Tagungshaus
Wer bislang gemeint hat, das Christentum sei lediglich eine Religion der Innerlichkeit, der christliche Glaube eine Anleitung zu privater Frömmigkeit und tugendhaftem Leben, muss sich von Papst Franziskus eines Besseren belehren lassen. All das trifft zwar auch zu; doch die Liebe, Essenz des Christlichen, geht immer aufs Ganze (griech. „kat‘ holon“, deswegen „katholisch“). Denn wenn sich ein Einzelner „mit anderen verbindet, um gesellschaftliche Prozesse zur Geschwisterlichkeit und Gerechtigkeit für alle ins Leben zu rufen, tritt er in das Feld der umfassenderen Nächstenliebe, der politischen Nächstenliebe ein“. Ein Papst, der dafür wirbt, „zu einer gesellschaftlichen und politischen Ordnung zu gelangen, deren Seele die gesellschaftliche Nächstenliebe ist“ - das sind ungewohnte Töne, erst recht, wenn Franziskus freimütig bekennt, nicht nur von Franz von Assisi inspiriert worden zu sein, sondern auch Martin Luther King, Desmond Tutu, Mahatma Gandhi und „besonders vom Großimam Ahmad Al-Tayyeb“. Hier zeigt sich eine Weltkirche von Weltformat, die über dem Kleinklein binnenkirchlicher Befindlichkeiten (unbeschadet aller notwendigen Strukturreformen) daran erinnert, dass Gott „alle Menschen mit gleichen Rechten, gleichen Pflichten und gleicher Würde geschaffen und sie dazu berufen hat, als Brüder und Schwestern miteinander zusammenzuleben“, („Dokument über die Geschwisterlichkeit aller Menschen für ein friedliches Zusammenleben in der Welt“, Abu Dhabi, 5)

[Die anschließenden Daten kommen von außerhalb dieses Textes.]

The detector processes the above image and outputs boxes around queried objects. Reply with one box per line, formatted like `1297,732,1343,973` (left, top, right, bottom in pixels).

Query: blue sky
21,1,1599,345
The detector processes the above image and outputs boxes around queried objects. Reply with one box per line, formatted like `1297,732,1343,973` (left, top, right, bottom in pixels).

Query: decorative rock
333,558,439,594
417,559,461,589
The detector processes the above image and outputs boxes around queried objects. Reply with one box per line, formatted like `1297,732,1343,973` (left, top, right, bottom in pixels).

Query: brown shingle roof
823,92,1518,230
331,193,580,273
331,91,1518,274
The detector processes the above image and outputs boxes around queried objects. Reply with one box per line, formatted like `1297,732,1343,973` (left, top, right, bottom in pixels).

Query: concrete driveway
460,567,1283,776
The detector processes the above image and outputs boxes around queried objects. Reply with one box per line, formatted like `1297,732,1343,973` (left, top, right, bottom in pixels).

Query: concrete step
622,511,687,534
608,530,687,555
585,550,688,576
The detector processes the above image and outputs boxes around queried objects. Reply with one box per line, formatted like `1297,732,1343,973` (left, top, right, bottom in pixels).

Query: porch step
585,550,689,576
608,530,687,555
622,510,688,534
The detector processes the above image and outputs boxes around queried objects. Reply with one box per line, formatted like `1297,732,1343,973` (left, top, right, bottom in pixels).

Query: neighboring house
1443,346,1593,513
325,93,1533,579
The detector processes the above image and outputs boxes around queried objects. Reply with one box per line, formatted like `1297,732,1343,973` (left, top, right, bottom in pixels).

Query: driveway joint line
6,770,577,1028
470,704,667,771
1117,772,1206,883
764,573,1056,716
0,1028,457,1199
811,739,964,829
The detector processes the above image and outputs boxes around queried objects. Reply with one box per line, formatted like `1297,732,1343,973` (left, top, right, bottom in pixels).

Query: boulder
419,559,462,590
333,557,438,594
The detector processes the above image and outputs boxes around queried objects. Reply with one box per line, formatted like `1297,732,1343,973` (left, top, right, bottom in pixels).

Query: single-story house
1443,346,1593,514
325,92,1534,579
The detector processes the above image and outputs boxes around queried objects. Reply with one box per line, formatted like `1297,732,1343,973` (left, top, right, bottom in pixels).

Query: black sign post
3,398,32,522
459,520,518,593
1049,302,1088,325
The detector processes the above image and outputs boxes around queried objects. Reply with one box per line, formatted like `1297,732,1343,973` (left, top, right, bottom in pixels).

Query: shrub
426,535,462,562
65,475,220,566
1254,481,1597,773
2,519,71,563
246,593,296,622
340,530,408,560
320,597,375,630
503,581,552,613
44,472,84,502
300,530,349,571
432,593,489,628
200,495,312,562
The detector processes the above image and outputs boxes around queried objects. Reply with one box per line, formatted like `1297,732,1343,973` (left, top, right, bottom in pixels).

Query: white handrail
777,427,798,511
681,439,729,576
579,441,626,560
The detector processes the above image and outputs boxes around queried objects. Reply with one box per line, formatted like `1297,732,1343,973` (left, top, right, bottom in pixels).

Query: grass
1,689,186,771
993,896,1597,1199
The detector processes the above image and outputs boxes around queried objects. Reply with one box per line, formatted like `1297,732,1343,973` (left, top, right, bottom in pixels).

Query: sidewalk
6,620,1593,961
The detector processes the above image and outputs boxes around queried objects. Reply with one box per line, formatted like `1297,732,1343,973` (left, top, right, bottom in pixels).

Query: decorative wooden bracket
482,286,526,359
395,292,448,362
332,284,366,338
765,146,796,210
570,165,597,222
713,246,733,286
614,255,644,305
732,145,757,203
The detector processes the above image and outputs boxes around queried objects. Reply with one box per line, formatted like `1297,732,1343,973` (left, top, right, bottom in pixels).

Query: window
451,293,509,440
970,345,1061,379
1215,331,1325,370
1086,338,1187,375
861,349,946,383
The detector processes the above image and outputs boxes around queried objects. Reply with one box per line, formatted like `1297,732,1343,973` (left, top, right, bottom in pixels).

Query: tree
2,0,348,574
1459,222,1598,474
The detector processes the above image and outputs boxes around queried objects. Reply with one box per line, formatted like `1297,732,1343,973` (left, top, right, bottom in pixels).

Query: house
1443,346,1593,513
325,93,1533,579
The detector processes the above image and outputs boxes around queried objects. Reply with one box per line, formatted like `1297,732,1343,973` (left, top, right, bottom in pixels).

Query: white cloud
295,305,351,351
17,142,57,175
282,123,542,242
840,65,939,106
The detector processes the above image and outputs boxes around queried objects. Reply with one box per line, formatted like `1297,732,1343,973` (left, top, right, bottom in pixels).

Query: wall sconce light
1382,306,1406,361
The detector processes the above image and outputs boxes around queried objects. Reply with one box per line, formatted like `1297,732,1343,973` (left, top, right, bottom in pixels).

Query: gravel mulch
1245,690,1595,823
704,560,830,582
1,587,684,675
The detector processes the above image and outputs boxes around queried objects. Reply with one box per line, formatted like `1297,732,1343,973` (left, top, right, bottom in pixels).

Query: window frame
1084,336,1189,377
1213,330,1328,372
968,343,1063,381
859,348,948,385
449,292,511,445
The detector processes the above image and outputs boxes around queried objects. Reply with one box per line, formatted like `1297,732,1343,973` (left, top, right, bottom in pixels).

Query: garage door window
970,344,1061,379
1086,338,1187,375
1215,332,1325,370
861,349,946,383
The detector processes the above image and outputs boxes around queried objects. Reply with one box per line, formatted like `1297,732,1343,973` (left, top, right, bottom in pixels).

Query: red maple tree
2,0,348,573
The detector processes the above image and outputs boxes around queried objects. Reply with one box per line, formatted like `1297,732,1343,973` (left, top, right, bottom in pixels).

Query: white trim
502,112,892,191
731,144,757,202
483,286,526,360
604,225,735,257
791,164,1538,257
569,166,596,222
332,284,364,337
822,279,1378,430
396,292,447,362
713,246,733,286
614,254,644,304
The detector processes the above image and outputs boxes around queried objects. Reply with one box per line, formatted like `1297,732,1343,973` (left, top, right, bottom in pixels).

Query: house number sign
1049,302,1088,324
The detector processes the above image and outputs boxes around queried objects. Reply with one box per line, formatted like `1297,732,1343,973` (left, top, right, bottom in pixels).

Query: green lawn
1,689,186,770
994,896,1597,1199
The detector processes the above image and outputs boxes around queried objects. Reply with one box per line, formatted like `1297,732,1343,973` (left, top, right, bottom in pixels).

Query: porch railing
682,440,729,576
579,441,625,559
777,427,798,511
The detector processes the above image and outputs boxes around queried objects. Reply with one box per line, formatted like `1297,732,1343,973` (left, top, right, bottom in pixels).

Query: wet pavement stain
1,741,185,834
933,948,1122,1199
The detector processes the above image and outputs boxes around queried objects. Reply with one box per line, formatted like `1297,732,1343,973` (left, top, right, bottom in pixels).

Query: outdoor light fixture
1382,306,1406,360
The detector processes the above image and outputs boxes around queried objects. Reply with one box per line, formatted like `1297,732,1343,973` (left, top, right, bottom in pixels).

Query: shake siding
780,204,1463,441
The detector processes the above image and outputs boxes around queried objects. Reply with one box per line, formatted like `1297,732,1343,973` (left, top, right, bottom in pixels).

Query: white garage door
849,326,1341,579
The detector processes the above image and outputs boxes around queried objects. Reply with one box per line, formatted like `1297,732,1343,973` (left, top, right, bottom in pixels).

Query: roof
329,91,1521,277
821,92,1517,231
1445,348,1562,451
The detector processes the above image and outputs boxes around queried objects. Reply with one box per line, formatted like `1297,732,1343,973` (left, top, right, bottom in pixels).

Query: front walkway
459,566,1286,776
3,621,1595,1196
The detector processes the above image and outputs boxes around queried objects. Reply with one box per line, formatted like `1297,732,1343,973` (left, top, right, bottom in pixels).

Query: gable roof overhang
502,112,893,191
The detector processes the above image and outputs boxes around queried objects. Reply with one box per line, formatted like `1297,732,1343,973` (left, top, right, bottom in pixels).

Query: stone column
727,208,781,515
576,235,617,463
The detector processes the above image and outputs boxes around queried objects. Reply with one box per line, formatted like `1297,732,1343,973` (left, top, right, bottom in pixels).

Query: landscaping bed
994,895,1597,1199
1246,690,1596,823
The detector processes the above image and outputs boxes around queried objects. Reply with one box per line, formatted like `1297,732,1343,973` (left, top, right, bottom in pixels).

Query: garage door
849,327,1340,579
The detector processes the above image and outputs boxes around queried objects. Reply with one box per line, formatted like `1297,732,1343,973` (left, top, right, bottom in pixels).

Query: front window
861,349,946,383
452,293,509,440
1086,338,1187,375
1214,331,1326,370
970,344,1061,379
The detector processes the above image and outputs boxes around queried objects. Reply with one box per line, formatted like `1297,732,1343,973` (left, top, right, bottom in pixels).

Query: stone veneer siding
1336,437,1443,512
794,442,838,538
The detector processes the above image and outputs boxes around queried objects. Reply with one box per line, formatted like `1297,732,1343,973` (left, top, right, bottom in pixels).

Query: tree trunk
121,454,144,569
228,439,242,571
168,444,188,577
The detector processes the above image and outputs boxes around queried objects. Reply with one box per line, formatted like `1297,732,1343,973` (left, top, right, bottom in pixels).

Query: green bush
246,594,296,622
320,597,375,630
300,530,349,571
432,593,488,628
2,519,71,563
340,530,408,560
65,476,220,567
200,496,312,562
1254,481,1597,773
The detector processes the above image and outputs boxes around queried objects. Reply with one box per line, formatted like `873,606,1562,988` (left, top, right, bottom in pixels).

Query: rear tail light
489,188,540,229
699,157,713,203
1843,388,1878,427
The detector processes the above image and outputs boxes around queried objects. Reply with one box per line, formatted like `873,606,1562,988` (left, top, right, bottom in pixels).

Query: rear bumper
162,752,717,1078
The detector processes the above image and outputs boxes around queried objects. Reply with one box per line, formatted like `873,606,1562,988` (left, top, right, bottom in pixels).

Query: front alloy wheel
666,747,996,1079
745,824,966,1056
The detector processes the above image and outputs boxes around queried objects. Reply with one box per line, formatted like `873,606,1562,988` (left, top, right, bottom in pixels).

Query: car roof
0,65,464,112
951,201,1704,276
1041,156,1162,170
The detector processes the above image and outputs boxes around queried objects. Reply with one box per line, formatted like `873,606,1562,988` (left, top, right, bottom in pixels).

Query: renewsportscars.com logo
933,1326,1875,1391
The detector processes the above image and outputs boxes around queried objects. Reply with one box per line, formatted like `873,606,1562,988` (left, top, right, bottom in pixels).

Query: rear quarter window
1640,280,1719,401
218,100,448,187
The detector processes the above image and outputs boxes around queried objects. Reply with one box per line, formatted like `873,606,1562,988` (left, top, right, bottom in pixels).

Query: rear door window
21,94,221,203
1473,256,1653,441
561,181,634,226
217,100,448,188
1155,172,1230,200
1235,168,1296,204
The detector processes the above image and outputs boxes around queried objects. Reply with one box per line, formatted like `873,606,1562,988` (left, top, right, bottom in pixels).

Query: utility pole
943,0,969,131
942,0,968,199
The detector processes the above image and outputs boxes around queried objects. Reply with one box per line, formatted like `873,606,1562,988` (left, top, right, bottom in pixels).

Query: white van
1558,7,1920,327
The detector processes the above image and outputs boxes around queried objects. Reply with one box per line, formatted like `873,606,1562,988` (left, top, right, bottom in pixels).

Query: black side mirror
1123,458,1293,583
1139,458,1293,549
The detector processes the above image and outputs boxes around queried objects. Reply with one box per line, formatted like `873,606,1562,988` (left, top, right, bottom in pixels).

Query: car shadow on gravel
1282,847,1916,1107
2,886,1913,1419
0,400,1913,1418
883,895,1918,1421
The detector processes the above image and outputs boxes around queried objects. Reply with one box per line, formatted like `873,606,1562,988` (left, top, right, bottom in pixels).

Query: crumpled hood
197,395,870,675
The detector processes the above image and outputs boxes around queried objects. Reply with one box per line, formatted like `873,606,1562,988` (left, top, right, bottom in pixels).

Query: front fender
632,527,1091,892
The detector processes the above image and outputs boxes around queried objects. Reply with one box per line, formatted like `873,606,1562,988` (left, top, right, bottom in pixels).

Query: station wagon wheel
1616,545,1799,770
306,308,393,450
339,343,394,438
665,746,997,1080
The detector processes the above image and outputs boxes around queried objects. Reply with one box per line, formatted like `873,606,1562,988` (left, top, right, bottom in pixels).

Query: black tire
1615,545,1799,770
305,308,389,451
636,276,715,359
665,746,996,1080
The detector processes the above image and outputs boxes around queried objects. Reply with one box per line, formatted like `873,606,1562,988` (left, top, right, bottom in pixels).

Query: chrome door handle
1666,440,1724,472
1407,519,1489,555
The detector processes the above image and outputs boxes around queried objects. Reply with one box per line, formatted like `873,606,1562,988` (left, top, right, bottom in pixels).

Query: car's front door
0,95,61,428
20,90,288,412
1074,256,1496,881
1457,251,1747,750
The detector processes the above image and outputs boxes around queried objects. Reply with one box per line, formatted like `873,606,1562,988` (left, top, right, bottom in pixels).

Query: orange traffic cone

Es ist bezeichnend, dass Papst Franziskus dieses neue Lehrschreiben in der Corona-Krise unter dem Eindruck wegbrechender Gewissheiten und Sicherheiten geschrieben hat, in der sich einmal mehr gezeigt hat, dass jeder sich selbst der Nächste ist. Doch es gibt Hoffnung. Denn aus der Erfahrung der Verwundbarkeit reift die Einsicht, dass jetzt die Stunde gekommen ist, um „von einer einzigen Menschheit zu träumen“, in der wir „alle Geschwister“ sind, unabhängig von Kultur, Nation, Religion. Dazu Papst Franziskus: „Gottes Liebe ist für jeden Menschen gleich, unabhängig von seiner Religion. Und wenn er Atheist ist, ist es die gleiche Liebe. Wenn der jüngste Tag kommt […], werden wir viele Überraschungen erleben!“
Dr. Peter Klasvogt
Die Enzyklika "Fratelli tutti" (Über die Geschwisterlichkeit und die soziale Freundschaft) von Papst Franziskus plädiert für eine glaubens- und grenzüberschreitende Sozialutopie. Aus der Erfahrung der Verwundbarkeit - besonders tiefgehend in der Zeit der Corona-Krise - reift die Einsicht, dass jetzt die Stunde gekommen ist, um "von einer einzigen Menschheit zu träumen", die nationale und Einzelinteressen überwindet. In der Enzyklika zeigt sich aber auch eine Weltkirche von Weltformat, die religiöse und weltanschaulich vielfältige Stimmen in sich trägt, die Liebe Gottes für jeden Menschen anerkennt und an die Gleichheit und Geschwisterlichkeit aller Menschen erinnert, kommentiert Direktor Prälat Dr. Klasvogt im Standpunkt.